The dreaded flu season is upon us and you’re probably aware that flu vaccines are available, and offered for free to certain groups on the NHS.  Here’s some information, relative to people who are living with HIV.

!! IMPORTANT. The following information should not be interpreted as medical advice.  We are simply presenting facts and you should always speak with your doctor or medical team when discussing a change or supplementing your health care.

While a bad cold can include aching limbs, headaches and general exhaustion too, the difference with flu is it’s more severe, you’ll probably struggle to get out of bed and there’s often a fever as well.

How Serious is the flu when you’re HIV positive?

If you’re in overall good health, you’ll usually recover naturally from flu after a week or so and some sensible rest; pain-killers, plenty of fluids and keeping warm all help. However, flu can be very serious for those less able to fight off or cope with the virus.

Complications can arise, including a worsening of any pre-existing health conditions such as asthma and diabetes, and flu also leads to a number of deaths each year, particularly in the elderly. HIV infection reduces CD4 levels and function which means the bodies of individuals with a low CD4 count have to work harder to fight the flu. However, even with HIV, the human immune system can still fight the swine flu virus to a degree. Data so far does not show that people living with HIV are at a higher risk of catching swine flu virus than the rest of the population.

That being said, if you are infected (with the flu), Swine flu illness may develop at a higher rate amongst people living with HIV with a CD4 count of less than 250 cells/mm3 and not on antiretroviral therapy.
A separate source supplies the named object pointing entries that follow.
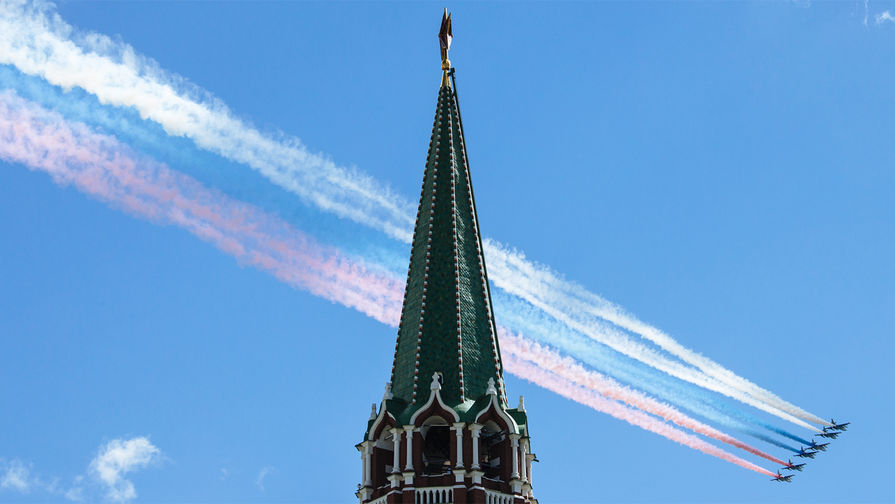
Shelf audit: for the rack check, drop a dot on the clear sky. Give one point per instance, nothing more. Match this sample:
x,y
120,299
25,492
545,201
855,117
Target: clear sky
x,y
721,170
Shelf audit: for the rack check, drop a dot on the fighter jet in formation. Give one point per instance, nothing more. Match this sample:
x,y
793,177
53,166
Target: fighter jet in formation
x,y
793,467
781,478
818,447
805,454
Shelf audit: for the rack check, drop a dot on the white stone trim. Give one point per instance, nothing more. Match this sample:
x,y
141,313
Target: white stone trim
x,y
458,427
408,465
434,395
375,425
514,428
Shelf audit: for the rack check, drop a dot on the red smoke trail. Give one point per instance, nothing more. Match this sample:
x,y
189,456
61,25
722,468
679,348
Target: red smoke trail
x,y
569,369
101,166
566,388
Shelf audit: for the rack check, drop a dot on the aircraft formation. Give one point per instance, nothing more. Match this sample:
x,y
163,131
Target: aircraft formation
x,y
830,432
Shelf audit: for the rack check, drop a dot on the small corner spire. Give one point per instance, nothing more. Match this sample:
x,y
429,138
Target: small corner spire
x,y
491,389
445,36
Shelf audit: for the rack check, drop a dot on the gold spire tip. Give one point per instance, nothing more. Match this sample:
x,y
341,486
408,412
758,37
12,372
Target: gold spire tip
x,y
444,37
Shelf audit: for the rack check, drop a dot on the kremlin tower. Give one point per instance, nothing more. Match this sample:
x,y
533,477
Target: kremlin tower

Patients with CD4 count of less than 250 cells/mm3 need to contact their HIV department to start anti HIV treatment as soon as possible.
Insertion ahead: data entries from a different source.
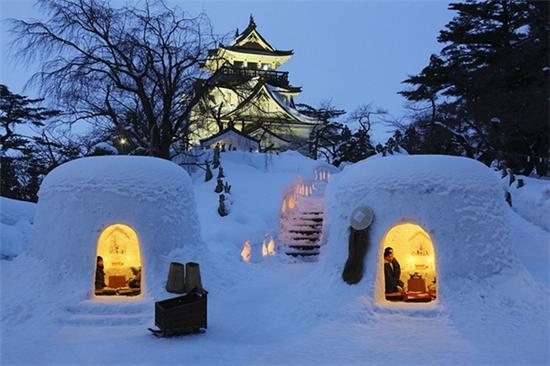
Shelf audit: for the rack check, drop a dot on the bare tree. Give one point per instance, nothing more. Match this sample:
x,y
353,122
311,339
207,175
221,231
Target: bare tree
x,y
129,70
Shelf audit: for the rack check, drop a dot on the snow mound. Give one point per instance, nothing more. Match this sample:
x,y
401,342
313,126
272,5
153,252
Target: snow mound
x,y
457,201
532,201
16,218
80,199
Should People Living with HIV receive the Swine flu (H1N1) vaccination ?

“No one likes getting the flu, but while most people (including people living with HIV) are able to shake it off, people living with HIV are considered to be an at-risk group and are eligible for a free annual flu vaccination.
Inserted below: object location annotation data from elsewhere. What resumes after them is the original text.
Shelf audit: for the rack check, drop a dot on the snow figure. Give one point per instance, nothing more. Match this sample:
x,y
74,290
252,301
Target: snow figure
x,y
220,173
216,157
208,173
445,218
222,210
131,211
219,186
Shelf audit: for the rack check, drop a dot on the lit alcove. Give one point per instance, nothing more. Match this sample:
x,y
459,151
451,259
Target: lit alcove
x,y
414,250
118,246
The influenza vaccine (flu jab) protects against different strains of flu. Unlike a cold, flu can have serious symptoms such as fever and painful limbs. It can lead to complications These can include chest infections such as bronchitis or pneumonia.

It is recommended that people Living with HIV receive the flu vaccination, as they may be at higher risk of developing serious flu and related complications. Flu vaccination should be repeated every year, as the strain of seasonal influenza infecting people changes every year.

People living with with HIV should receive the flu shot rather than the nasal spray. The shot does not contain live flu virus whereas the nasal spray contains flu virus that is alive but weakened. It is not recommended that HIV-infected people (particularly those with CD4 (T-cell) counts <250 cells/mm3) receive the nasal spray, since people with vulnerable immune systems may have a higher risk of complications from the nasal spray. You cannot get the flu from the flu shot.

You should tell your doctor if you are allergic to eggs or have had a bad reaction to other vaccinations in the past before you receive the flu shot.

Pneumococcal vaccination

People living with HIV are also recommended to have a pneumococcal vaccination (known as a ‘pneumo jab’). This will protect you against infections such as pneumonia, meningitis and septicaemia.

You may only need one vaccination or it might need to be repeated after five years. You will be able to get the vaccination from your GP, so you could have it at the same time as your flu jab.  If your GP doesn’t know about your HIV status please speak to someone at your HIV clinic about where to get vaccinated.

I had a vaccination last year, do I really need another one?

Yes – because flu viruses are constantly mutating, so new vaccines are developed each season.  With many illnesses, one jab will keep you immunised for the rest of your life.  Unfortunately, just like HIV, the flu virus is very clever and constantly changes to build up a resistance to the vaccines we produce.

That’s why you need to have a new flu jab every year and stay one step ahead.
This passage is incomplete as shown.